‘My embroideries,’ says artist Malcolm Poynter, ‘Are going where no embroideries have gone before… They are rough, tough and full of spunk!’
Viewers will be able to judge this rather unusual claim for themselves at the wonderfully-named Puns and Needles exhibition, which runs at the Coningsby Gallery in London this month and will feature paintings, drawings, 3D constructions and, of course, embroideries by Poynter.
A college contemporary of Gilbert and George, Poynter uses a kitsch, Pop Art style rooted in his heritage in the British underground comic scene, where he drew characters for Oz and IT (his eclectic career has also taken in illustrating for Radio Times, Time Out and others and working on broadcast graphics for ITN) .

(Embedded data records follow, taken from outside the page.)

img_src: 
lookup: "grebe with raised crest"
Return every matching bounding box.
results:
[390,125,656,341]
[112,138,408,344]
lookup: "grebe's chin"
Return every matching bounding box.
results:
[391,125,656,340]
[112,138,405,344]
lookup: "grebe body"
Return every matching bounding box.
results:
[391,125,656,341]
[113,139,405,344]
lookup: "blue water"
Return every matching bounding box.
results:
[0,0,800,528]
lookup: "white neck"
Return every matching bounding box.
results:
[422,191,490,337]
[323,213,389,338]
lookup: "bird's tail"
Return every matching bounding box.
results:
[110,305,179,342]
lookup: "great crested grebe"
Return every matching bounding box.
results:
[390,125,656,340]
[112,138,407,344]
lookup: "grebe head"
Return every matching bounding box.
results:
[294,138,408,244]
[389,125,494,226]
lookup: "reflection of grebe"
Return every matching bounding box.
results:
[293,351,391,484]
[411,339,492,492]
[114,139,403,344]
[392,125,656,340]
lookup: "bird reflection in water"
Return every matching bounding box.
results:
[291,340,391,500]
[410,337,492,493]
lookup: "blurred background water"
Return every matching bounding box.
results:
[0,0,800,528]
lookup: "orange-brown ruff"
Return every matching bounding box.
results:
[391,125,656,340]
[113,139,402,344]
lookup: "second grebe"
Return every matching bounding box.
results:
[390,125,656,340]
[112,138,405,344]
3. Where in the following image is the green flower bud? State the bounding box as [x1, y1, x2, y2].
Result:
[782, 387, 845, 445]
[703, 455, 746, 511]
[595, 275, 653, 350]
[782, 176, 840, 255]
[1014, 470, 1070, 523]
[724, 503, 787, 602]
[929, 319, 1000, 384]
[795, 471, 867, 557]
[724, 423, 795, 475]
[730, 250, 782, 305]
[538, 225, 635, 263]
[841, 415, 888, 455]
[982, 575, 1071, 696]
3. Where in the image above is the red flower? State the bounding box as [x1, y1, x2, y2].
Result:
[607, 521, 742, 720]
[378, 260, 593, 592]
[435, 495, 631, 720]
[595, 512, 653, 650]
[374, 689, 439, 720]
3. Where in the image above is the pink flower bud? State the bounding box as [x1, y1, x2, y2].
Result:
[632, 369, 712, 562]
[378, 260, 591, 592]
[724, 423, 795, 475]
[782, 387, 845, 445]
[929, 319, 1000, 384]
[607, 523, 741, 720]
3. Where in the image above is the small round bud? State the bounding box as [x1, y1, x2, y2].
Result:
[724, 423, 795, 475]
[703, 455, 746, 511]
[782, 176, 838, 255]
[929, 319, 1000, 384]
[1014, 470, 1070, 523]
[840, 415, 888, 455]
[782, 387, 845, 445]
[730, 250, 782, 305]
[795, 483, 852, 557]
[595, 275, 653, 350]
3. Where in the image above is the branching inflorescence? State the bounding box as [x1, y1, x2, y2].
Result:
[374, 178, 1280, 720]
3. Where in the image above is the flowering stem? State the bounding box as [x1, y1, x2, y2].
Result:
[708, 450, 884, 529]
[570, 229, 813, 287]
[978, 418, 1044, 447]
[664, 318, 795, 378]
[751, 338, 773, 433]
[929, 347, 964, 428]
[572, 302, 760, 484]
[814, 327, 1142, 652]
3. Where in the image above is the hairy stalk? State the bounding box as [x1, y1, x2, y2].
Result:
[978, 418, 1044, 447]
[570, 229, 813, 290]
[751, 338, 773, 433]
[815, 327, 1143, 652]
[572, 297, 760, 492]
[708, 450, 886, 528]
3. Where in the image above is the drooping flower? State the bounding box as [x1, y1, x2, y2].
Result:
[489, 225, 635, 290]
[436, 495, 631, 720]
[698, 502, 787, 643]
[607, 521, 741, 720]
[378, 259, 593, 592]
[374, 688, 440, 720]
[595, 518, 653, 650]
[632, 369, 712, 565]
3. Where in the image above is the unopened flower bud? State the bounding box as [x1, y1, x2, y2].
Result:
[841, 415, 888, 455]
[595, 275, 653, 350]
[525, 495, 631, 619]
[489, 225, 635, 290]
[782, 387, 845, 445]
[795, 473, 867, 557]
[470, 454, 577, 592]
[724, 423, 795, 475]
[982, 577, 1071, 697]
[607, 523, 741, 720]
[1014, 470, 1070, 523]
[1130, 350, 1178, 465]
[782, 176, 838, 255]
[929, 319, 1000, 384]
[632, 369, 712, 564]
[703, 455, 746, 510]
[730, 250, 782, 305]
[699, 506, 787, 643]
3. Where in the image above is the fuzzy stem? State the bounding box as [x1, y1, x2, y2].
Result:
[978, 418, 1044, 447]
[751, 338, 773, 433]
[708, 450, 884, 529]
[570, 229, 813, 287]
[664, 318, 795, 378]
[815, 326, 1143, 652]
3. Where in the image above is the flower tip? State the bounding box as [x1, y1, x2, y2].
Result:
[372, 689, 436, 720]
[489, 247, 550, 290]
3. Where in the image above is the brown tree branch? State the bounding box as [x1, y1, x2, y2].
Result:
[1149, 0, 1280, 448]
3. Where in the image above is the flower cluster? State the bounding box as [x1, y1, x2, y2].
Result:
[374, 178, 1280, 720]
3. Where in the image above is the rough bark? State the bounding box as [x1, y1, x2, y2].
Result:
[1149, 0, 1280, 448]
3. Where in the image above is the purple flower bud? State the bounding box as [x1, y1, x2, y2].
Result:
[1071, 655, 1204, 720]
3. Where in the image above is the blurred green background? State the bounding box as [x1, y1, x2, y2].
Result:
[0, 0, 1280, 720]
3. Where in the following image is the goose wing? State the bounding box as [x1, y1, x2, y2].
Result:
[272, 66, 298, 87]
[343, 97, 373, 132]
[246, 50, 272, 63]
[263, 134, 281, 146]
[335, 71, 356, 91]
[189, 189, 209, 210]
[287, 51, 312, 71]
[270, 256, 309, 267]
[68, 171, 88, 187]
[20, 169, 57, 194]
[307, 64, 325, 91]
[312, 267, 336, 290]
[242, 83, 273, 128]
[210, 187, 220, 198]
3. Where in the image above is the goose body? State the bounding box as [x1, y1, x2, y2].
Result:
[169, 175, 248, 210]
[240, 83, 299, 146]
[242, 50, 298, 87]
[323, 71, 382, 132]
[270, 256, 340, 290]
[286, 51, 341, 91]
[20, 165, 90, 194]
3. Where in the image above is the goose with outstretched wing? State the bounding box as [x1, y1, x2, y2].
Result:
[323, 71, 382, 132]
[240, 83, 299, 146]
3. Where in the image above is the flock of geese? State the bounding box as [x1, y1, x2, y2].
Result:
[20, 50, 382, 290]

For his upcoming show, Poynter uses overtly comic book-style images, often verging on the grotesque, with some – such as ‘I can see that poor art didn’t stand a chance’ seemingly offering direct commentry. Others, such as a cowboy about to draw his revover and uttering the phrase ‘because I’m worth it’ are slightly more oblique.
And the medium, as well as the content, is key to Poynter, who says he believes embroidery should be considered as a fine art rather than a craft.
‘Cushions are kids stuff,’ says Poynter. His work certainly isn’t.
Puns and Needles is at the Coningsby Gallery, London W1T, from 18-30 July.